George Osborne's refusal to change the coalition's deficit reduction strategy despite the deepening double-dip recession will "permanently weaken" Britain's economy, Ed Balls claims today.
The Shadow Chancellor, in an interview with The Independent on Sunday, appeals to Business Secretary Vince Cable to join him in a "new national consensus" on the future of the economy. The move is designed to drive a wedge between dissenting Lib Dems and the Government.
Mr Balls says the Government's "sit on your hands strategy" of hoping the Olympics will drive the country out of recession is "dangerous" and will leave families and businesses paying a "long-term price".
The grim warning follows worse-than-expected GDP figures last week, which showed the British economy had shrunk by 0.7 per cent in the last quarter.

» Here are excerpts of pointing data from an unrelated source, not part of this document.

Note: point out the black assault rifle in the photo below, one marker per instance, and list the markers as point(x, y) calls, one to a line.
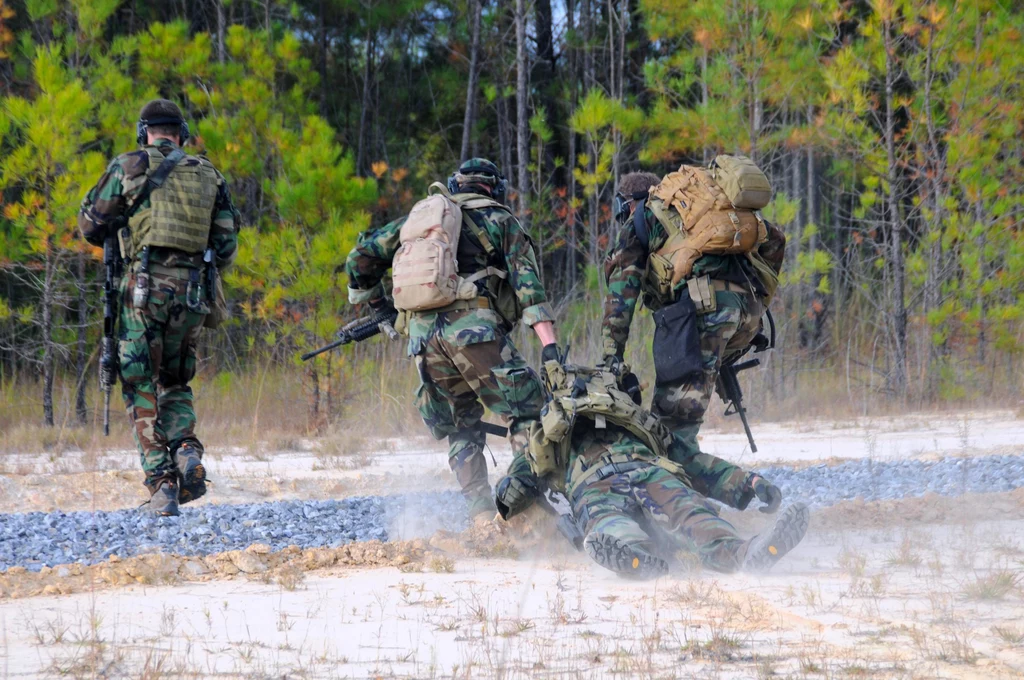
point(728, 380)
point(359, 330)
point(109, 348)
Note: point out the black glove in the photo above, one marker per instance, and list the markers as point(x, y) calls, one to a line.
point(381, 304)
point(514, 494)
point(767, 493)
point(551, 353)
point(631, 385)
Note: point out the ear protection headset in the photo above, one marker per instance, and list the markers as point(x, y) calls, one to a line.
point(142, 126)
point(499, 192)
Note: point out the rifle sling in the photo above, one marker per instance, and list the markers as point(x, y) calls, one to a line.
point(155, 180)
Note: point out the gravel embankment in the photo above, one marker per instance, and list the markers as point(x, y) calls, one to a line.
point(38, 539)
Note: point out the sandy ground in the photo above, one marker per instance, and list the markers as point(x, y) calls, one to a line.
point(913, 589)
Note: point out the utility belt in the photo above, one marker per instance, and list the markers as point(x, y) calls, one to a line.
point(610, 464)
point(459, 305)
point(201, 291)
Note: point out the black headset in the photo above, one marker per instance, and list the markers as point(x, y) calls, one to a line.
point(499, 192)
point(142, 126)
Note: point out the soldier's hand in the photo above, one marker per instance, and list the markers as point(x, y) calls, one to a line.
point(514, 494)
point(612, 364)
point(767, 493)
point(551, 353)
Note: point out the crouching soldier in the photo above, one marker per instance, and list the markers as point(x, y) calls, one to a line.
point(464, 273)
point(173, 217)
point(635, 506)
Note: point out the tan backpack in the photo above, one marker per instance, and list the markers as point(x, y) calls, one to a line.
point(701, 218)
point(425, 270)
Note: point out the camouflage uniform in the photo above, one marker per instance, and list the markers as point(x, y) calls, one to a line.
point(465, 356)
point(726, 330)
point(157, 343)
point(650, 509)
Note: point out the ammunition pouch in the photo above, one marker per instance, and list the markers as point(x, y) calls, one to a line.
point(677, 342)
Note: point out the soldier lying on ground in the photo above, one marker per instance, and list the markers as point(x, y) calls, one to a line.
point(176, 221)
point(635, 506)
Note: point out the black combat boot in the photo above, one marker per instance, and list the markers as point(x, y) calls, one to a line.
point(190, 472)
point(621, 557)
point(766, 549)
point(165, 500)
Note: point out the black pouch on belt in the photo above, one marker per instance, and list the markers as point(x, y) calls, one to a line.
point(677, 342)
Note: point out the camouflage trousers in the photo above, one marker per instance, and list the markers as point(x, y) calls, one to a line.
point(651, 510)
point(157, 352)
point(457, 381)
point(728, 329)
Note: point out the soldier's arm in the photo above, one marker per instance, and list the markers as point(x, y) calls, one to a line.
point(102, 204)
point(370, 260)
point(624, 270)
point(224, 229)
point(524, 275)
point(717, 478)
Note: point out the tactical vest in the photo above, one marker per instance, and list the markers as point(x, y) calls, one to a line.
point(578, 391)
point(180, 212)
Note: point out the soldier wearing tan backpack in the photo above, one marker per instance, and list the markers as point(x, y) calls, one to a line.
point(464, 274)
point(696, 250)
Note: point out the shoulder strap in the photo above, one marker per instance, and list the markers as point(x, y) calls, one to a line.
point(479, 232)
point(156, 179)
point(640, 224)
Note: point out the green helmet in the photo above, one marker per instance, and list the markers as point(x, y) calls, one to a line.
point(479, 171)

After the growth figures were released, Mr Cable raised eyebrows in the Treasury by declaring that he would "probably" make a good Chancellor – but distanced himself from his Lib Dem ally, Lord Oakeshott, who called for Mr Osborne to be replaced.
Mr Balls says today: "I would love there to be a new national consensus on the right way forward, and I would love the Lib Dems to want to be part of that. I would like to be part of that too, because I think that's what the country needs and deserves.
"As the IMF said last week, the long-term impact on the underlying strength of the British economy will be more young people unemployed and businesses investing in other parts of world. All of those things add up to an economy which ends up permanently weaker, not just temporarily weaker."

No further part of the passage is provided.